# Network of Painters: building a dataset from paintings datasets, then creating links

The aim of this project is to create a dataset of painters from datasets such as WikiArt and Art500k, combining features, extending missing data of painters with web scraping through Google and Wiki API, and then creating links between painters based on similarity of style, geographical and social interaction.

Note: One long-term goal would be to create a JSON file that contains all combined hierarchically. For example, a level in the structure could be art movement, inside it are artists with some base data like birthplace, year of birth and death and other geographical data, inside it are paintings with all contained data (even better would be including eras of painters in their substructure, and inside them the paintings). Then we could use this to create a network of art movements, artists, and paintings.

NEXT STEPS:<br>
-Add "Places" for Art500k datasets (+change datasets_notebook save.csv loads)<br>
-Add aliases for painters in Art500k datasets<br>
-Combine the datasets on authors<br>

FURTHER STEPS: <br>
-Define connections between painters<br>
-Create a network of painters<br>
-Analyze the network<br>

<details><summary><u> Update 11.06: Maximilian Schich </u></summary>
<p>
I e-mailed an art researcher that Elisa suggested, Maximilian Schich, asking about datasets for our project. He said: 

-we do not have a record of social interactions between artists at the corpus scale. The closest thing is: co-exhibition networks, which you may already know from the work of Fraiberger et al. (incl. Laszlo Barabasi). (http://genetics.bwh.harvard.edu/courses/Biophysics205/Papers/All_papers/Fraiberger_2018.pdf page 2) The issue there is that the network is short, circa1985 to 2020.

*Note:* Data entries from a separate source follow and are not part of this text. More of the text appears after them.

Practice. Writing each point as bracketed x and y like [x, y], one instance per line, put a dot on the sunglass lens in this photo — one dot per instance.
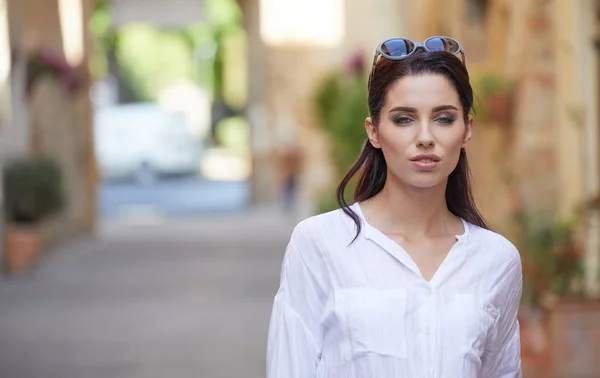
[397, 47]
[442, 44]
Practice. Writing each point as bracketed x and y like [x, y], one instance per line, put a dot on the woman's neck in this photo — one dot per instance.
[399, 209]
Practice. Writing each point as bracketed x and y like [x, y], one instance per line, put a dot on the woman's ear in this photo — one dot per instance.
[372, 132]
[468, 132]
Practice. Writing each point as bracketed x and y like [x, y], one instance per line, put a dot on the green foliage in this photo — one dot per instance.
[551, 257]
[149, 57]
[341, 102]
[153, 58]
[33, 189]
[485, 87]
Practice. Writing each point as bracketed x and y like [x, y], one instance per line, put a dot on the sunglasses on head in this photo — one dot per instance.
[402, 48]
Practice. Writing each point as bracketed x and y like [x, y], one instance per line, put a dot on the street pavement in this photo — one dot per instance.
[148, 298]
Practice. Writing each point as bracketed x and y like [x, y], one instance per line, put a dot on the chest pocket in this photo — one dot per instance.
[374, 321]
[470, 324]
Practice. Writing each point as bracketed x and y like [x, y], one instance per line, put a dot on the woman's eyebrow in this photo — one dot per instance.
[444, 107]
[403, 109]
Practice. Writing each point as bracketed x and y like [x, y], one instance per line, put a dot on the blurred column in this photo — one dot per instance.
[5, 96]
[257, 113]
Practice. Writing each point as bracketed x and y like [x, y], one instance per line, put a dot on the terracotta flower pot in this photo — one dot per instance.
[21, 248]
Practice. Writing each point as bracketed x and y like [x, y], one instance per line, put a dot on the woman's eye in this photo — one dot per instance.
[445, 120]
[402, 120]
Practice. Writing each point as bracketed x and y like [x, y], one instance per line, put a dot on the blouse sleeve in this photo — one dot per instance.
[294, 341]
[502, 358]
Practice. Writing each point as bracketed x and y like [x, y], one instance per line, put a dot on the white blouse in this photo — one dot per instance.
[363, 309]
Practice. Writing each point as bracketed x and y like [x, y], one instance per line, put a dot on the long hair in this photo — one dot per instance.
[371, 164]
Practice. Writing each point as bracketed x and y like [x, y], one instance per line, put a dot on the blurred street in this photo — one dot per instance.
[176, 298]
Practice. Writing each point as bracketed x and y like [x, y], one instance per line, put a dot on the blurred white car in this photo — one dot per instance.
[143, 141]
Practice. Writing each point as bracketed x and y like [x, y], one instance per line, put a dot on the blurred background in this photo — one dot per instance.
[156, 155]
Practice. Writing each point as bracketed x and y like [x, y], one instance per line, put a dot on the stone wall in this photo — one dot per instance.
[47, 119]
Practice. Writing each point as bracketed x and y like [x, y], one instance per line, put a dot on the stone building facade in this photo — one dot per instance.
[45, 118]
[543, 154]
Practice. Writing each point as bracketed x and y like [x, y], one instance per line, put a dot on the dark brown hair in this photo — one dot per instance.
[371, 162]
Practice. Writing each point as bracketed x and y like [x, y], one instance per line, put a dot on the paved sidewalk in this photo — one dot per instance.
[165, 299]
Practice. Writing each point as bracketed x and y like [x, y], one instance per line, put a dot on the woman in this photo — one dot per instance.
[408, 281]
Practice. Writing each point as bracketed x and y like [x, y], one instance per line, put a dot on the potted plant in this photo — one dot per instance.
[32, 191]
[557, 318]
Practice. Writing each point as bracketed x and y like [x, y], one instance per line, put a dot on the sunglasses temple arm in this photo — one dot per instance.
[372, 68]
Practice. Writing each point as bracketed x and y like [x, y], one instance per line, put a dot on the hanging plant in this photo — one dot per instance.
[51, 63]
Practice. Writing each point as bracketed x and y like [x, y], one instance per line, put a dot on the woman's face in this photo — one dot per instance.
[421, 130]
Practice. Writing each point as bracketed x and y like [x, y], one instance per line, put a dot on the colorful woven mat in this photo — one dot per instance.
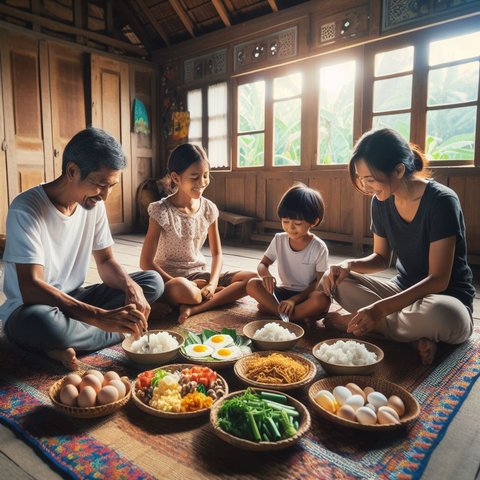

-Hyperlink networks (I guess WikiLinks, Pageranks and such), such as those found in Wikipedia are obviously beset with all kinds of issues, even though they do recapitulate the evolution of conventional style periods pretty well (cf. the work of Doron Goldfarb et al.. incl. myself). More locally speaking, it i a core topic in art history to shed light on the social network of artists and their patrons, but this does not lend itself to quantitative analysis. 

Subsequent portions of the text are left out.